Hoje, fala-se da "turma", ou seja, companheiros que se unem com fins violentos (fumam, bebem, assistem a filmes impróprios e ainda fazem brincadeiras de mau gosto), imitando tristemente o que antes se chamava valentia.
Existem companheiros de estudo que passam meses e anos juntos em idênticas angústias e alegrias. Há aqueles que trabalham e se acostumam à rotina diária de se encontrar e se separar na mesma hora. Há ainda colegas que se encontram periodicamente para contar seus desamores, dificuldades e problemas, e são valorizados à medida que mais escutam e menos falam. Porém, esses são os laços que se rompem com facilidade e se esquecem enquanto a vida dá um giro inesperado.

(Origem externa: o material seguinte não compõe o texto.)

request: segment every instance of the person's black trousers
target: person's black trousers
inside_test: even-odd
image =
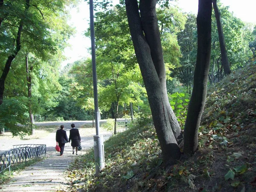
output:
[[[61,155],[63,154],[64,148],[65,147],[65,143],[59,143],[59,146],[61,148]]]

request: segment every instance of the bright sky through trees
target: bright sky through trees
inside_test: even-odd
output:
[[[230,6],[230,10],[243,21],[256,24],[254,10],[256,0],[221,0],[221,2],[224,5]],[[177,4],[185,12],[197,13],[198,0],[178,0]],[[65,49],[64,55],[67,59],[62,63],[62,67],[82,58],[90,57],[87,50],[90,47],[90,40],[84,35],[84,31],[89,26],[89,5],[87,2],[82,1],[78,7],[70,9],[71,18],[69,23],[76,28],[76,33],[68,41],[70,46]]]

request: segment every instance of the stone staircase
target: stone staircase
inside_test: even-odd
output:
[[[81,151],[78,151],[81,154]],[[71,146],[65,146],[63,155],[57,151],[28,167],[0,186],[0,192],[67,192],[69,186],[64,172],[78,155],[72,154]]]

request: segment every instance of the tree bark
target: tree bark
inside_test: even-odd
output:
[[[0,0],[0,9],[3,9],[3,0]],[[4,18],[4,16],[3,15],[3,17],[0,17],[0,26],[2,24],[2,22]]]
[[[154,0],[150,1],[155,6]],[[150,47],[144,36],[137,0],[125,0],[125,6],[135,54],[148,94],[163,160],[166,163],[175,163],[180,158],[180,151],[172,131],[163,88],[151,58]]]
[[[213,85],[214,84],[214,81],[213,78],[214,76],[214,67],[215,67],[215,60],[214,59],[214,57],[212,58],[212,74],[211,75],[211,84]]]
[[[224,73],[225,75],[229,75],[231,73],[228,59],[227,58],[227,54],[226,49],[226,44],[225,43],[225,38],[223,33],[223,29],[221,25],[221,13],[217,4],[217,0],[212,0],[213,9],[215,13],[215,17],[217,22],[217,28],[218,34],[219,41],[220,42],[220,47],[221,48],[221,63],[223,65]]]
[[[115,125],[114,127],[114,134],[116,134],[117,131],[116,131],[116,119],[117,119],[117,114],[118,114],[118,107],[119,105],[119,99],[117,99],[116,102],[116,111],[115,114]]]
[[[189,155],[194,154],[198,147],[198,128],[206,100],[211,57],[212,7],[212,0],[199,0],[197,60],[184,134],[183,151]]]
[[[33,70],[33,66],[31,66],[29,70],[28,53],[27,53],[25,55],[25,61],[27,85],[28,87],[28,97],[29,98],[29,119],[30,120],[30,131],[31,131],[31,134],[34,135],[35,134],[34,117],[33,116],[31,109],[31,98],[32,97],[31,73],[32,70]]]
[[[140,0],[141,23],[146,40],[150,49],[151,58],[162,86],[164,103],[166,106],[171,127],[175,139],[178,141],[183,137],[179,123],[169,102],[165,66],[156,12],[156,3],[155,0]]]
[[[26,6],[25,12],[26,12],[29,8],[29,0],[26,0]],[[10,68],[11,67],[11,64],[14,58],[15,58],[20,48],[21,47],[20,45],[20,36],[21,35],[21,32],[23,28],[23,21],[21,20],[18,29],[18,32],[17,32],[17,35],[16,38],[16,48],[14,50],[14,53],[8,57],[7,60],[6,62],[3,73],[0,77],[0,105],[3,103],[3,92],[4,91],[4,82],[6,79],[7,76]]]
[[[130,102],[130,111],[131,111],[131,120],[133,121],[133,108],[132,107],[132,103],[131,102]]]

Existem também as amizades românticas, que ocultam, na realidade, outro tipo de sentimento, uma vez que geralmente advêm de namoros que infelizmente não são mais duradouros que as amizades já mencionadas.
O que falta e queremos recuperar, porque sabemos que nunca deixou de existir, é a amizade filosófica, aquela que traz dentro de si o amor ao conhecimento de um e outro, aquela que vence o tempo e as dificuldades, que gera laços de autêntica fraternidade, ainda que não haja vínculos sangüíneos envolvidos.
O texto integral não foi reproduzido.